Nynaeve alzó la cabeza de Dailin y comenzó a verterle su pócima en la boca.
—Bebe —ordenó—. Ya sé que sabe fatal, pero bébetelo todo. —Dailin engulló, se atragantó, y volvió a tragar.
—Ni siquiera en ese caso, Aes Sedai —corrigió Aviendha a Elayne, sin quitar la mirada de Nynaeve y Dailin—. Se dice que en una ocasión, antes del Desmembramiento del Mundo, estuvimos al servicio de las Aes Sedai, aun cuando ninguna crónica especifique de qué modo. No estuvimos a la altura de ese servicio. Tal vez ése es el pecado que nos desterró a la Tierra de los Tres Pliegues, no estoy segura. Nadie sabe cuál fue el pecado, exceptuando quizás a las Sabias o los jefes de los clanes, y ellos no lo revelan. Existe la creencia de que, si volvemos a fallar a las Aes Sedai, nos destruirán.
—Bébetelo todo —murmuró Nynaeve—. ¡Espadas! ¡Espadas y músculos y ni un ápice de cerebro!
—Nosotras no vamos a destruiros —aseveró Elayne, y Aviendha asintió.
—Como digáis, Aes Sedai. Pero las viejas historias son muy específicas en este punto. Jamás debemos luchar contra las Aes Sedai. Si invocáis vuestros rayos y fuego compacto contra mí, bailaré con ellos, pero no os haré daño.
—Acuchillar a la gente —gruñó Nynaeve. Dejó la cabeza de Dailin en el suelo y le puso una mano en la frente.

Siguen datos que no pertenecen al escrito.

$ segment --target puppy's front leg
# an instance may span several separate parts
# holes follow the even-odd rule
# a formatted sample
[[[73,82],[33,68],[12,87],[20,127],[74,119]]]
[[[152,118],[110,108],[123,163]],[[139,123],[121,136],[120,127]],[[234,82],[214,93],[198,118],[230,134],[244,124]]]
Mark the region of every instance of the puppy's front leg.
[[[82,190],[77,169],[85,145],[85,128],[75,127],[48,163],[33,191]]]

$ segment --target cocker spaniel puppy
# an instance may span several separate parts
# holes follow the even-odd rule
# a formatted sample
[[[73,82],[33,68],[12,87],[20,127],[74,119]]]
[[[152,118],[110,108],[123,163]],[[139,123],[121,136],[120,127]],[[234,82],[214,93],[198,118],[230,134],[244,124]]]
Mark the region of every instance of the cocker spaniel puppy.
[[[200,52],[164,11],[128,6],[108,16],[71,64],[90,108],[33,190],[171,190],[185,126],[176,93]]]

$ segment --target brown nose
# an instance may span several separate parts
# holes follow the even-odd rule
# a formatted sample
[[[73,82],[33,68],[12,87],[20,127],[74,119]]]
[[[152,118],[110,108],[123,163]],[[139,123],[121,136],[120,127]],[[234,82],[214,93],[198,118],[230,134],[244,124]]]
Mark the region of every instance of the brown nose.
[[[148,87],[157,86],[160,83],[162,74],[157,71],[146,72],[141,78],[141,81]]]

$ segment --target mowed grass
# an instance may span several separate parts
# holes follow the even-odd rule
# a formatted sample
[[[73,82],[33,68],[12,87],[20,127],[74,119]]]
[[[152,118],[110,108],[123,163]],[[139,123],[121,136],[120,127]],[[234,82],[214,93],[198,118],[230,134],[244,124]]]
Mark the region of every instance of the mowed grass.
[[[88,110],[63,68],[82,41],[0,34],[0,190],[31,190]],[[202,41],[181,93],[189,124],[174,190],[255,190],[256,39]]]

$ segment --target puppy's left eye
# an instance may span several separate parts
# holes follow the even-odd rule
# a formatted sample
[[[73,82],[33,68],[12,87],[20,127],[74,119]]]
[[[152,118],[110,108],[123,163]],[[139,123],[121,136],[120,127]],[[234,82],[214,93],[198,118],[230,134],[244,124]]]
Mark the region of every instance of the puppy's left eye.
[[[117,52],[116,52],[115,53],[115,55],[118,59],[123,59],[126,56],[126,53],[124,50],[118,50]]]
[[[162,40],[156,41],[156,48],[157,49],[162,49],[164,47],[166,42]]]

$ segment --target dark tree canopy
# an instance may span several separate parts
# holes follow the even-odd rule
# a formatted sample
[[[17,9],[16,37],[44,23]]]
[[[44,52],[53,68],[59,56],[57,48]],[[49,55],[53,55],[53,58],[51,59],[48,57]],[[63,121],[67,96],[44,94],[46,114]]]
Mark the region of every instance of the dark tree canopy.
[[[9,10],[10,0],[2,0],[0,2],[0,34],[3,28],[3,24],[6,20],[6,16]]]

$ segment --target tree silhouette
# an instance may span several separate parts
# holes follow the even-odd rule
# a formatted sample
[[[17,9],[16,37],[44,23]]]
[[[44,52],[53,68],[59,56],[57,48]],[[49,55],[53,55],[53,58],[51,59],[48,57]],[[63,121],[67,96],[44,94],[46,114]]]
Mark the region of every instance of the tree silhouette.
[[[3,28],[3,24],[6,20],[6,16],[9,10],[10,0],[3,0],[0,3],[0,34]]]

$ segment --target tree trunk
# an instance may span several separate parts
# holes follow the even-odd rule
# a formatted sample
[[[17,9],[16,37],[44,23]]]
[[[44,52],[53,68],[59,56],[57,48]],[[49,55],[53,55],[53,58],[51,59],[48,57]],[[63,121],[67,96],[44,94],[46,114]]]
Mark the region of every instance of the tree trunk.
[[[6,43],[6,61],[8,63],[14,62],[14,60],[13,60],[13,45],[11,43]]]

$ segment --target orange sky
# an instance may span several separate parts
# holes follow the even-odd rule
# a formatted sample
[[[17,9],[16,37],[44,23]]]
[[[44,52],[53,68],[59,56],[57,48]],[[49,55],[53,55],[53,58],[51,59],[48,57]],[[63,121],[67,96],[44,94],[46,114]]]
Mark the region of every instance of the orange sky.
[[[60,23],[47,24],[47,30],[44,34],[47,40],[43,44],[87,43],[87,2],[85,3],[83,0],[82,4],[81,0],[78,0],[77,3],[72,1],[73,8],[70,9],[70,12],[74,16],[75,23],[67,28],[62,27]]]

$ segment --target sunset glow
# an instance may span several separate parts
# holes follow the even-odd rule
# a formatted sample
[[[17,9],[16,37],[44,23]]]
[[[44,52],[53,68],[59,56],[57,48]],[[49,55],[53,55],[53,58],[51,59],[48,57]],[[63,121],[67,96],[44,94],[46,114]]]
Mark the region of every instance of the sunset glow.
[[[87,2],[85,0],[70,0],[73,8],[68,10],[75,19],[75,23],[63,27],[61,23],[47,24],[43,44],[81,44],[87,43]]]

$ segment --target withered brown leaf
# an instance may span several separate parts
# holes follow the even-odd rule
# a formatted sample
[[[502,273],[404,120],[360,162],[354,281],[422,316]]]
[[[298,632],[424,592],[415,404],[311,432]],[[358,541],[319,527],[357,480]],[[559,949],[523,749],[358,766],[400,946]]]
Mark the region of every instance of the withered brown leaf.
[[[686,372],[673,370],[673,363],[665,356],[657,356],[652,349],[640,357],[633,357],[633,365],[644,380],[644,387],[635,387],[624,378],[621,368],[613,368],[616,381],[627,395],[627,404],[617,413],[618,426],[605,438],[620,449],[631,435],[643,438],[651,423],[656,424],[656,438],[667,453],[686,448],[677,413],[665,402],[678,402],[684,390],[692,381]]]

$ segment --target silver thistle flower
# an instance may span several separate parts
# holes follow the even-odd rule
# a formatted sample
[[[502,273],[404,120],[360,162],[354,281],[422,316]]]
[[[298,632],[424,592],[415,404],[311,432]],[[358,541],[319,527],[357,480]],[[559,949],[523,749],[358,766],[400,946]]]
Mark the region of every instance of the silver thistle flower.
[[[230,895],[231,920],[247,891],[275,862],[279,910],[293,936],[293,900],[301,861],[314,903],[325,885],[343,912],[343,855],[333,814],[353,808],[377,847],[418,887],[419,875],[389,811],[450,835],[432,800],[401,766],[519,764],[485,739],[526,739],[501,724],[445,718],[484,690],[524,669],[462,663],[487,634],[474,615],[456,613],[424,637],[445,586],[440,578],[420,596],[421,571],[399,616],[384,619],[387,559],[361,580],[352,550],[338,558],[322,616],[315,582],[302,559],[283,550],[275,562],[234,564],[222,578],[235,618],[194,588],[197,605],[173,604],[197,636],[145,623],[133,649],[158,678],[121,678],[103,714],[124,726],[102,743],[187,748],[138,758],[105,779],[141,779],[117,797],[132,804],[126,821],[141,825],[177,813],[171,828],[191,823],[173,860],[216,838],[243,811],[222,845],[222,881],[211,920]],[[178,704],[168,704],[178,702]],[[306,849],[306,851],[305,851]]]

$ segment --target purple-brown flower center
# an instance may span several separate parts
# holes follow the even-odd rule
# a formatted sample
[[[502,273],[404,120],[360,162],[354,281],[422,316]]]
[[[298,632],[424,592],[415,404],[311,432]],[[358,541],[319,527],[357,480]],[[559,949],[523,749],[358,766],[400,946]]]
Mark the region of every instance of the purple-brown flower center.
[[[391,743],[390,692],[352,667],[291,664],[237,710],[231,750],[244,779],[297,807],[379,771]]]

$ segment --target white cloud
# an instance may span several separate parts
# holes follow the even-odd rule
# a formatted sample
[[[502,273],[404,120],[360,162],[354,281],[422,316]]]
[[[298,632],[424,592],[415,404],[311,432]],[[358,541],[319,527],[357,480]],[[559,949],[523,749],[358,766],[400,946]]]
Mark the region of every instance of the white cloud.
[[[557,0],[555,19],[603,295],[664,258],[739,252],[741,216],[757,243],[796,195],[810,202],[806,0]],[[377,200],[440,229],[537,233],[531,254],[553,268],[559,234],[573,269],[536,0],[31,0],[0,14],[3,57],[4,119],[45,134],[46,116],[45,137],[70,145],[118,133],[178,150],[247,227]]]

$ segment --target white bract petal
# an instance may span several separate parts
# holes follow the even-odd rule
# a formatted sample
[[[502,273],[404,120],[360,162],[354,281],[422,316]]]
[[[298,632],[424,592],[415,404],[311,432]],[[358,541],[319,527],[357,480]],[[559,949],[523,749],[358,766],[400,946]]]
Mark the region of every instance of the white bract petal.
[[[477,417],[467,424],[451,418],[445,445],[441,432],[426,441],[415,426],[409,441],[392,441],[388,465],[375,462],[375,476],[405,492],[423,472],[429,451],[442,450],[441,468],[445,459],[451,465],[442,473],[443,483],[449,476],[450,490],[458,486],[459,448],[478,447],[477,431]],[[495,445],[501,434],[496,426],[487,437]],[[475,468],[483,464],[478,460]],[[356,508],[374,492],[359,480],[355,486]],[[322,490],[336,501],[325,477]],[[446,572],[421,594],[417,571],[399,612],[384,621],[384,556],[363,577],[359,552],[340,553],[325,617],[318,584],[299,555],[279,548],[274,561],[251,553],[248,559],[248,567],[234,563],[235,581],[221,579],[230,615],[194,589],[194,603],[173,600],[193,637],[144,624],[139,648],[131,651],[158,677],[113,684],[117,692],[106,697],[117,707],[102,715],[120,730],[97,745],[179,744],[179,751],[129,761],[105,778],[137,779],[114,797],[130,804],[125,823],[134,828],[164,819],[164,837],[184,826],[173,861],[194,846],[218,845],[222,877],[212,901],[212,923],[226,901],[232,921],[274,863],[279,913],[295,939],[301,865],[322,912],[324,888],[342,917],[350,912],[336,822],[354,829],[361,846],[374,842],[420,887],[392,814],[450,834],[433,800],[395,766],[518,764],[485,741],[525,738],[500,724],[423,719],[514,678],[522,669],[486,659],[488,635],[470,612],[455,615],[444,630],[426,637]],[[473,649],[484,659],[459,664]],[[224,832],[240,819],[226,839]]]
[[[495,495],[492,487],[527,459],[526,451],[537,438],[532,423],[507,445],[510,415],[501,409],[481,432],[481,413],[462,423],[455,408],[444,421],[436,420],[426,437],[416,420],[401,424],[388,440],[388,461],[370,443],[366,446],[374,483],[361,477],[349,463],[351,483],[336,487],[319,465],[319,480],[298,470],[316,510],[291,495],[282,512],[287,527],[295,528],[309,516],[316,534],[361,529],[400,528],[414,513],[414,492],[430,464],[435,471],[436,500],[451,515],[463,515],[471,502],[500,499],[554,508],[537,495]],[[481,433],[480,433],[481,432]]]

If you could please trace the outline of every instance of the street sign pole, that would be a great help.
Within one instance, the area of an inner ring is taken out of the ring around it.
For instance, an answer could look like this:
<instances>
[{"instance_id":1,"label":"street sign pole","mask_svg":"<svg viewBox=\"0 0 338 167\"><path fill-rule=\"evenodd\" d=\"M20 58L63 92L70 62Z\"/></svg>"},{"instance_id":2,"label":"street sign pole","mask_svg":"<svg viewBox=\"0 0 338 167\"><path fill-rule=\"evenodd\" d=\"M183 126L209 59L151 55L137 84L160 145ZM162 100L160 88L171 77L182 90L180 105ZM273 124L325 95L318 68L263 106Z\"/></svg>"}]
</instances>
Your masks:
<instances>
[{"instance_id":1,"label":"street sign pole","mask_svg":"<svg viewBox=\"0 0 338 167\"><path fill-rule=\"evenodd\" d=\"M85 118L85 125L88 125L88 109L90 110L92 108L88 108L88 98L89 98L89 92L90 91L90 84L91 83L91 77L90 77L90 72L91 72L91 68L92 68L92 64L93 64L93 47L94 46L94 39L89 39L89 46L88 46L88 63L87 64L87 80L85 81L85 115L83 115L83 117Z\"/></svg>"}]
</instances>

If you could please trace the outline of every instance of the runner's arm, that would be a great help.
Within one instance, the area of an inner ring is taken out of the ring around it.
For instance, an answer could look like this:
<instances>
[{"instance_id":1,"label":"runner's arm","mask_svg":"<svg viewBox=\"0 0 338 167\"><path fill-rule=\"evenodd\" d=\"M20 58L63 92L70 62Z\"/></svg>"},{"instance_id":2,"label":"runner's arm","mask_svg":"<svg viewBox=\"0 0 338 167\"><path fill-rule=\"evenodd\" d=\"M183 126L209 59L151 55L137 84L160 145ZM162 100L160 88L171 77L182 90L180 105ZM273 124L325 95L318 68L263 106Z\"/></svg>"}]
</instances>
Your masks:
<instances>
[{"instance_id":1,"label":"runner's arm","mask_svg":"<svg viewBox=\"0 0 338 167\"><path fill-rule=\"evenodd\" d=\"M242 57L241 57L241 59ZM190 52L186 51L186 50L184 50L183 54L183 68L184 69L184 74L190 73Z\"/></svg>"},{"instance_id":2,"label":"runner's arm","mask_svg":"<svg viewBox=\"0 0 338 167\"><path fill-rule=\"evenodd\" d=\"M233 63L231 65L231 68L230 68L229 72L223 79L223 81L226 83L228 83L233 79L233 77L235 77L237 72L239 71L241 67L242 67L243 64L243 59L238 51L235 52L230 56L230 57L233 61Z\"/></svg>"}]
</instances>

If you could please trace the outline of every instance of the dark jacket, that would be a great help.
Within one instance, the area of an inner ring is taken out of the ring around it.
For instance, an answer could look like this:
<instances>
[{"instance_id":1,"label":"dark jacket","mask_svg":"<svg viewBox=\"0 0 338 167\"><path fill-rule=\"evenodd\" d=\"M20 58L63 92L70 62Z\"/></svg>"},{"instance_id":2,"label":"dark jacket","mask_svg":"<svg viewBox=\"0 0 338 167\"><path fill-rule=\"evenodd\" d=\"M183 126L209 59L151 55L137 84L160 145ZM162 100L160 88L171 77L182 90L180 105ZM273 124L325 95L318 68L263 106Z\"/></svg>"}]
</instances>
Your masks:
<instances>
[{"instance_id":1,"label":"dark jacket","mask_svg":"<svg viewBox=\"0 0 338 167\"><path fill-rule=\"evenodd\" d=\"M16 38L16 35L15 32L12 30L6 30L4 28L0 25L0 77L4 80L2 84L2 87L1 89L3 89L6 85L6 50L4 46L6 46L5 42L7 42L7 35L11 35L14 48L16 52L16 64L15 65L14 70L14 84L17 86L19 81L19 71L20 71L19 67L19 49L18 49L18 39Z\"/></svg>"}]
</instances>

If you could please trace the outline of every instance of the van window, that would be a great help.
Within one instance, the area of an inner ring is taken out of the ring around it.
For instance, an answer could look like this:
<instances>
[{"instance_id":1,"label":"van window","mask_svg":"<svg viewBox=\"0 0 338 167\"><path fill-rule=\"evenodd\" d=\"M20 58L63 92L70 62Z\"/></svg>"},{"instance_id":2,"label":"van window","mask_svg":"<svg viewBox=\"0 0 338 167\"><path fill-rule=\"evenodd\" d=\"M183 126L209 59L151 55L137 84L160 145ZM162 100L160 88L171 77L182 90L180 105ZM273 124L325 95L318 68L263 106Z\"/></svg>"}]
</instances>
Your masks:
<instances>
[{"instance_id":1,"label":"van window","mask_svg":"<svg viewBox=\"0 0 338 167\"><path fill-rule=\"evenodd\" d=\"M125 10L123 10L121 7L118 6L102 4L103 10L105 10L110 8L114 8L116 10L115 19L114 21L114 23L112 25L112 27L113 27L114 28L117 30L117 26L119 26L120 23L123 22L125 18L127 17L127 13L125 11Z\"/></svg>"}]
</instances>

La Aiel había cerrado los ojos—. ¡Apuñalar a mujeres! —Aviendha, inquieta, volvió a fruncir el entrecejo, como sus compañeras.
—Fuego compacto —dijo Egwene—. Aviendha, ¿qué es el fuego compacto?
—¿No lo sabéis, Aes Sedai? En los antiguos relatos, las Aes Sedai lo usaban como arma. En ellos se describe como algo digno de temer, pero es todo cuanto sé. Se dice que hemos olvidado mucho de cuanto supimos en un tiempo.
—Tal vez la Torre Blanca ha olvidado mucho también —observó Egwene. «Sabía qué era en ese… sueño, o lo que quiera que fuese. Era tan real como el Tel’aran’rhiod. Apostaría con Mat a que sí».
—¡Ningún derecho! —espetó Nynaeve—. ¡Nadie tiene derecho a desgarrar de este modo un cuerpo! ¡No es de ley!
—¿Está enfadada? —preguntó Aviendha con inquietud. Chiad, Bain y Jolien intercambiaron miradas de preocupación.
—Todo va bien —las tranquilizó Elayne.
—Estupendamente —agregó Egwene—. Está enfadándose, y eso es buena señal.
El brillo del saidar rodeó de pronto a Nynaeve —Egwene se inclinó hacia ella, procurando verla bien, y lo mismo hizo Elayne— y Dailin se incorporó gritando, con ojos desorbitados. Al cabo de un instante, Nynaeve volvió a apoyarla en el suelo y la aureola se disipó. Dailin cerró los ojos y quedó jadeando.
«Lo he visto —pensó Egwene—. Me…, me parece que sí». No estaba segura de haber llegado a disociar los innumerables flujos y mucho menos la urdimbre que Nynaeve había formado con ellos. Lo que Nynaeve había hecho en el espacio de aquellos escasos segundos era equiparable a haber tejido cuatro alfombras a la vez con los ojos vendados.
Nynaeve enjugó el estómago de Dailin con los ensangrentados vendajes, limpiando la roja sangre reciente y las negras costras de sangre coagulada. No había herida, ni cicatriz; sólo lisa piel, mucho más pálida que el rostro de Dailin.
Nynaeve cogió con una mueca las sucias telas, se levantó y las arrojó al río.
—Acabad de limpiarla —indicó— y abrigadla. Tiene frío. Y tenedle comida a punto. Tendrá hambre. —Se arrodilló junto al agua para lavarse las manos.